Little by little, he photographed his friends in their hospital beds, like Sydney Faulkner of Theater of the Ridiculous, the transgender actress Jackie Curtis and, of course, Candy Darling, one of Warhol’s superstars posing on her deathbed at New York’s Cabrini Medical Center. According to art critic Arthur Danto, who is usually stingy with compliments, it is one of the century’s most important photographs. Hujar’s camera was an instrument of seduction, a tool for playing in the space between intimacy and distance. Shoots would sometimes last hours. “The room was usually very quiet, except for the clicking of the camera,” says Koch. “He wasn’t very chatty. His eyes stayed fixed on you, steadily watching. He walked around. He might say, ‘This isn’t working, try a different position.’ You sensed that he was waiting – waiting for you to tire of being photographed, waiting for the flicker of something that the camera would snatch out of time and reveal as you and nobody else. Such moments come and go quickly. Peter often found them only in the contact sheets. In a portrait of Edwin Denby, the poet and dance critic, the subject’s eyes are closed in what seems an old man’s introspective serenity. In fact, Denby had merely blinked.”
In addition to hospital beds, Hujar’s themes included happy children, sad clowns, crazy gay Hallowe’en parties, dogs, but also cows, horses, orgasmic men and nudes. “Peter had no formula,” Koch continues. “The special thing the camera saw had to be unique and your own. Anything less was, as he put it, ‘worthless.’ It could be graceful or awkward, pleasing or mortifying, candid or posed. It just had to be real, and it had to be beautiful, in his personal sense of those crucial words … Your portrait was always unmistakably you, but only because it was also unmistakably his. The intimacy was in his style.”

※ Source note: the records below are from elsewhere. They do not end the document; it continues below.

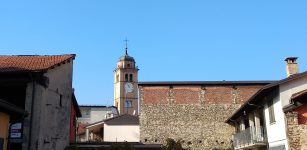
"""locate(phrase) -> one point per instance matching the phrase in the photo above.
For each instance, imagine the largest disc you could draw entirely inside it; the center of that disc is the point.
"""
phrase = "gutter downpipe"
(32, 110)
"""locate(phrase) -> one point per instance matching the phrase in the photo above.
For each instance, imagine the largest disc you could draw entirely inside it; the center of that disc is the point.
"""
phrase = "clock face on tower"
(128, 87)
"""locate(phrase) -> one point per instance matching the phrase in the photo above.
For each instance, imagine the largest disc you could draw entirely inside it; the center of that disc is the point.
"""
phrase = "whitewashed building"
(122, 128)
(261, 123)
(90, 125)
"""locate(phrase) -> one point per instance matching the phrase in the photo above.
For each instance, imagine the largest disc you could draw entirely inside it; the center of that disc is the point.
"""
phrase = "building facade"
(90, 125)
(123, 128)
(194, 112)
(279, 106)
(42, 86)
(125, 85)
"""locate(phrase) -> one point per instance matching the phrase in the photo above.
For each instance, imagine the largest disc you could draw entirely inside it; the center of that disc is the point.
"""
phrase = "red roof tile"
(36, 63)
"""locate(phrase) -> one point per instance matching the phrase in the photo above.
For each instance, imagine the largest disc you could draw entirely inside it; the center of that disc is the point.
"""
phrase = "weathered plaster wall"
(51, 111)
(297, 133)
(194, 114)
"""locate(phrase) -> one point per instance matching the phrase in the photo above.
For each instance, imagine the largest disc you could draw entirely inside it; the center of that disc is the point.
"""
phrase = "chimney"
(291, 66)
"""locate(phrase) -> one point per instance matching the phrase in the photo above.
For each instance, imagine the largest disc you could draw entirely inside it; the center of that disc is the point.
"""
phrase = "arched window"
(126, 77)
(131, 78)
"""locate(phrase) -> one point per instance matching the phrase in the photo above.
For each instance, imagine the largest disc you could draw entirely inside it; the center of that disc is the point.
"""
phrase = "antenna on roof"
(126, 40)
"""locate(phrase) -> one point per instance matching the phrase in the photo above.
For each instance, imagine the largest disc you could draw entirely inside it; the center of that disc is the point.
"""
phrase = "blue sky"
(171, 40)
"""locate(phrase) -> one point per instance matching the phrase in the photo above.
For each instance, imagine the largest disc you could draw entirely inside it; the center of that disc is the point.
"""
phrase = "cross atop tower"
(126, 40)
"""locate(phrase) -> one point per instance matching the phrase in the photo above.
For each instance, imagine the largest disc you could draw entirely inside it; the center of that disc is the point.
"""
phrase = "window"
(271, 111)
(60, 102)
(117, 78)
(128, 104)
(85, 113)
(126, 77)
(131, 78)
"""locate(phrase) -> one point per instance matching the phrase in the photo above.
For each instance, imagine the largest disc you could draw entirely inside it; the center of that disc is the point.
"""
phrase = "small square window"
(128, 103)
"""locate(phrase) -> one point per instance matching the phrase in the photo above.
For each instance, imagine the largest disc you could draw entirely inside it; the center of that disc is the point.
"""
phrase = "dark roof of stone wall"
(166, 83)
(32, 63)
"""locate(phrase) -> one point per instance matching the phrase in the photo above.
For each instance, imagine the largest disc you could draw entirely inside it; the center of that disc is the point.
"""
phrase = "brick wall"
(192, 113)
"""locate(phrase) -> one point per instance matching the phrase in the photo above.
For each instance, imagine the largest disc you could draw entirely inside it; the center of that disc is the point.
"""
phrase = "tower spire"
(126, 49)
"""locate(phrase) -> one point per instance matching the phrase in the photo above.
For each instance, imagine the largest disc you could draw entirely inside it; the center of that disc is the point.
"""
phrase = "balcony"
(252, 137)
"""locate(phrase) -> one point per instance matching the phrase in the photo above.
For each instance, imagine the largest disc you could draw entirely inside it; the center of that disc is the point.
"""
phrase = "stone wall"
(297, 133)
(192, 113)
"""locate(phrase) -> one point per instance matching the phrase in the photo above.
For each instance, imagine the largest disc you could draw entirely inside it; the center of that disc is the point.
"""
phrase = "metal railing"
(248, 137)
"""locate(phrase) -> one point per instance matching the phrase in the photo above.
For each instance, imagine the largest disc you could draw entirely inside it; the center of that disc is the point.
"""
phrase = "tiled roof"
(31, 63)
(124, 119)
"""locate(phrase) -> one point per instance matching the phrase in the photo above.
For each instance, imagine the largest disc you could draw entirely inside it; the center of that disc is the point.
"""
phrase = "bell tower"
(125, 85)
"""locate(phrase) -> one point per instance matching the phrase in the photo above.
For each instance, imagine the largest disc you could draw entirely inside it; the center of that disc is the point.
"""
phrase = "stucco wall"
(297, 133)
(4, 125)
(121, 133)
(51, 111)
(287, 89)
(194, 114)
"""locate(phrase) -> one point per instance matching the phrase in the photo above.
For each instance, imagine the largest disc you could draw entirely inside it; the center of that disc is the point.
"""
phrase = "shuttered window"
(271, 111)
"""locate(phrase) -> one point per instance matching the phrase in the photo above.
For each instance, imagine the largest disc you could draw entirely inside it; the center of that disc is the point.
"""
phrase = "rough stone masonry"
(193, 112)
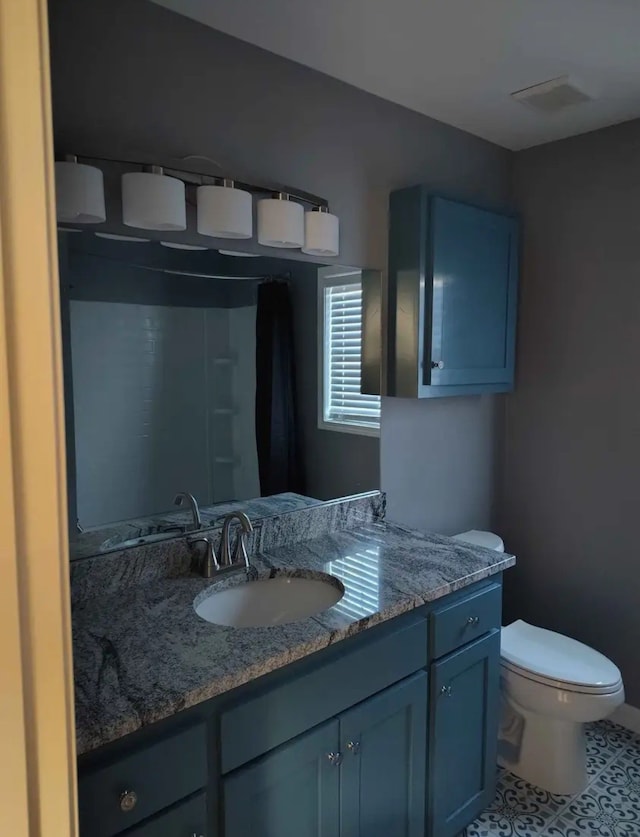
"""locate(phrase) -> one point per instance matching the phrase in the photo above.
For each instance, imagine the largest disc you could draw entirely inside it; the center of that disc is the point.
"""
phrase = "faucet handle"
(209, 563)
(240, 552)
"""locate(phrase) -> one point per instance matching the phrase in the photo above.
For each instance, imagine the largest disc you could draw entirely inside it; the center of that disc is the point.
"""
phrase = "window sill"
(344, 427)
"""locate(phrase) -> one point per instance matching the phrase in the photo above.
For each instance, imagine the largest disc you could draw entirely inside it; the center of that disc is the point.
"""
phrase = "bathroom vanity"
(376, 717)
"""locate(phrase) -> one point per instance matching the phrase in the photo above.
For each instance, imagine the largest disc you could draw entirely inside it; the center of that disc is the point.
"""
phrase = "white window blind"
(343, 403)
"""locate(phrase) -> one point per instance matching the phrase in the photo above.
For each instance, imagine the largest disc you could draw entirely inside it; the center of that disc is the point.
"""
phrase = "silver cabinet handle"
(128, 801)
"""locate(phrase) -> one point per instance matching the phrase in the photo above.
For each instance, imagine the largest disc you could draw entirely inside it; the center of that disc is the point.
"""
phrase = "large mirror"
(230, 378)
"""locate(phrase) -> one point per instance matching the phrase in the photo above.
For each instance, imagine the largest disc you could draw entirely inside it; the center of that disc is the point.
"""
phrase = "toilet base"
(548, 752)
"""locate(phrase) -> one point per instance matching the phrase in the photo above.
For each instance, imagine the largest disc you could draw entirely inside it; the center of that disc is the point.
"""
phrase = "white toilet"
(551, 686)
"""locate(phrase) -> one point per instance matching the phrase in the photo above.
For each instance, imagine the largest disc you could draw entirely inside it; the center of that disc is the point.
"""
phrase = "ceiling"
(456, 60)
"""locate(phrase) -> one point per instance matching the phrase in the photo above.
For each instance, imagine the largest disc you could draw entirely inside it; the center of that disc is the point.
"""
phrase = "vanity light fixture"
(321, 232)
(238, 254)
(79, 192)
(224, 211)
(116, 237)
(151, 200)
(155, 197)
(280, 222)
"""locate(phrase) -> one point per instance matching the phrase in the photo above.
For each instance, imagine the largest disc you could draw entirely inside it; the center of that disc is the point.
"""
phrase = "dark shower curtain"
(277, 439)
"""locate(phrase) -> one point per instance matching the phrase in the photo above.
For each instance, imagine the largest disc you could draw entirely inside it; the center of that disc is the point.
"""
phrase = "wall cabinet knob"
(128, 801)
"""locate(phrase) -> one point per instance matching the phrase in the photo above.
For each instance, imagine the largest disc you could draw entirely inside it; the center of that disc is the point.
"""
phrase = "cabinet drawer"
(279, 714)
(186, 819)
(158, 775)
(466, 619)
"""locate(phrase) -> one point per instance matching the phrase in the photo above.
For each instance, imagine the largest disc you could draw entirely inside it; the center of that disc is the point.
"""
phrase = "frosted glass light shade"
(280, 223)
(225, 212)
(321, 234)
(153, 201)
(79, 193)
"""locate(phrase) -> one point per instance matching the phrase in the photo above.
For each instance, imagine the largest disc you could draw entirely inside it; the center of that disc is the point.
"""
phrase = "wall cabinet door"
(463, 734)
(474, 271)
(383, 781)
(293, 791)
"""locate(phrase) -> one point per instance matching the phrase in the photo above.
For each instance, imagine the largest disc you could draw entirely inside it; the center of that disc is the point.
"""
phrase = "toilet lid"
(556, 657)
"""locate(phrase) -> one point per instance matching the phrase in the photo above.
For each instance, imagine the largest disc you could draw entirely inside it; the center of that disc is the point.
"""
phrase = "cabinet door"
(465, 705)
(291, 792)
(474, 256)
(384, 742)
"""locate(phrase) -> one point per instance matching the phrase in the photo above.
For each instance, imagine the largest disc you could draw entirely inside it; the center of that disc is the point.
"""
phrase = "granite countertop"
(143, 654)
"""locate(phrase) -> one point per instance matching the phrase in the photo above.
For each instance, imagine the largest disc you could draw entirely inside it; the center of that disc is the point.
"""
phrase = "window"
(341, 404)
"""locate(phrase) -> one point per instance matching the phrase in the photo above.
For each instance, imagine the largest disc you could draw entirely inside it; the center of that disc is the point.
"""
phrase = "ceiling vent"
(554, 95)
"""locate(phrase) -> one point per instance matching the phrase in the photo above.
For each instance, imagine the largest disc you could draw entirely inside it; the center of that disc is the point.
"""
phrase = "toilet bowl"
(550, 686)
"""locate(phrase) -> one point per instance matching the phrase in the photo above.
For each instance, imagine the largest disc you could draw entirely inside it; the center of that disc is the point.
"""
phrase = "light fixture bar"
(197, 178)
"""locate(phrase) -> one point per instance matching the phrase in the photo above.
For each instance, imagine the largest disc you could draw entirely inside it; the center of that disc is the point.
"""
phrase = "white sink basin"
(269, 601)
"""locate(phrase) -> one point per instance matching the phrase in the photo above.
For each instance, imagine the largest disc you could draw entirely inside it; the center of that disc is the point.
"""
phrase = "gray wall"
(131, 78)
(571, 490)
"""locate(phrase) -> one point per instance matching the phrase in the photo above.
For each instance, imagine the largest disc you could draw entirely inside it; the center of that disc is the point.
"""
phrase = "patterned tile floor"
(608, 807)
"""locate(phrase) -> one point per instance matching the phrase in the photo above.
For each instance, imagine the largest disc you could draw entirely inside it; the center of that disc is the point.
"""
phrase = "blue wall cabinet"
(383, 775)
(463, 734)
(453, 278)
(292, 792)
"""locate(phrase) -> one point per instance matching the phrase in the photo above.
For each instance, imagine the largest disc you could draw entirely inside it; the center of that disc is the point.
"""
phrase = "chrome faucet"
(240, 552)
(182, 497)
(209, 565)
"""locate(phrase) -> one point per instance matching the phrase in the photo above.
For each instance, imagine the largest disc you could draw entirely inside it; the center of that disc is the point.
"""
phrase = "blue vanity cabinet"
(389, 733)
(453, 277)
(463, 734)
(383, 775)
(294, 791)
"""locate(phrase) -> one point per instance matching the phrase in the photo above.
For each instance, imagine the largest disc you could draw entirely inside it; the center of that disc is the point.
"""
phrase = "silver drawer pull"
(128, 801)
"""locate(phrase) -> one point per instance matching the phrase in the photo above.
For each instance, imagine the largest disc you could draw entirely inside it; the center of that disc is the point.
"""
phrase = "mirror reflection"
(198, 383)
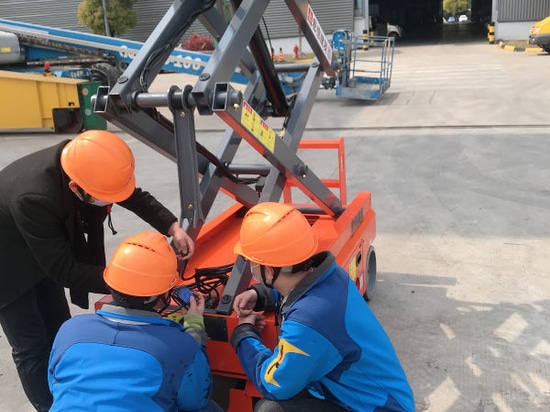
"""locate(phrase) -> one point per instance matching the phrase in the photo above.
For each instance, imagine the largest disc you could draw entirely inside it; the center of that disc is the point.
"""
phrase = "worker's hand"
(255, 318)
(245, 302)
(196, 305)
(182, 241)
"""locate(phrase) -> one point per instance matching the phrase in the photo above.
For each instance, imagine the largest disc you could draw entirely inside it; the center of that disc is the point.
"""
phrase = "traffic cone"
(281, 55)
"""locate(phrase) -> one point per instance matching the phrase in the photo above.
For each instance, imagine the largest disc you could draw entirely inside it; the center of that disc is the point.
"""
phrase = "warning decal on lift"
(319, 34)
(257, 127)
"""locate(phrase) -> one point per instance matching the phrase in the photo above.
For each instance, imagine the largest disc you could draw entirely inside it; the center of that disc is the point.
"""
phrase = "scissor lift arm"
(203, 174)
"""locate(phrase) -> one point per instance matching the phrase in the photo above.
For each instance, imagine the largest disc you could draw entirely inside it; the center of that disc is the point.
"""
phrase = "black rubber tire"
(104, 73)
(370, 274)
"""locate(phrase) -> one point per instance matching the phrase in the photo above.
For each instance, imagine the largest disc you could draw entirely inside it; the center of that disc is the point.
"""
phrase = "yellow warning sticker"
(352, 269)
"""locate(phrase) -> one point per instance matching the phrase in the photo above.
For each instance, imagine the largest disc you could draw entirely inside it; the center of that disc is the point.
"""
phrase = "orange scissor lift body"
(347, 229)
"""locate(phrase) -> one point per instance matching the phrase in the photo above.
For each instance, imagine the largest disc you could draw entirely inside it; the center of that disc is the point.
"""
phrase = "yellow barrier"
(365, 39)
(28, 101)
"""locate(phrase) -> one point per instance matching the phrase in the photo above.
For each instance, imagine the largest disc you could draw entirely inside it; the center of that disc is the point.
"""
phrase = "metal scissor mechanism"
(347, 230)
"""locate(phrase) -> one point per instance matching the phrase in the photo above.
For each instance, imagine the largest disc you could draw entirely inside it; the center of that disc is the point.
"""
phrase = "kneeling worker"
(126, 357)
(332, 353)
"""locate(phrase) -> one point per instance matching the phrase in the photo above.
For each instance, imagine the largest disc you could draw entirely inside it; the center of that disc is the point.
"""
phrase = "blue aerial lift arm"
(38, 43)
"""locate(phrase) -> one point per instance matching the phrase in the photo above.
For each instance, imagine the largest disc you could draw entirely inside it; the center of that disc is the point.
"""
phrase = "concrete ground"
(455, 155)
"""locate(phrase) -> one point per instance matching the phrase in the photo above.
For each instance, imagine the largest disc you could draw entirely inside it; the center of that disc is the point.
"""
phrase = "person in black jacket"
(53, 204)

Hujar’s was a classic black-and-white technique using themes recurrent in art history; he looked for humanity, never treating his models, even the most eccentric, as freaks. He was not a studio photographer in the usual sense, because he would set up his studio in his subjects’ homes, sharing their intimacy. The Jeu de Paume is paying homage to a major artist, one who was long eclipsed by Robert Mapplethorpe – also gay, also a victim of AIDS, also a practitioner of classic black-and-white photography. But Mapplethorpe rarely left his studio, where Hujar was always out in the field; Mapplethorpe shot the end of bohemian gay New York, where Hujar captured its hedonistic beginnings.
Peter Hujar, Speed of Life, from October 15th 2019 to January 19th 2020, Jeu de paume, Paris.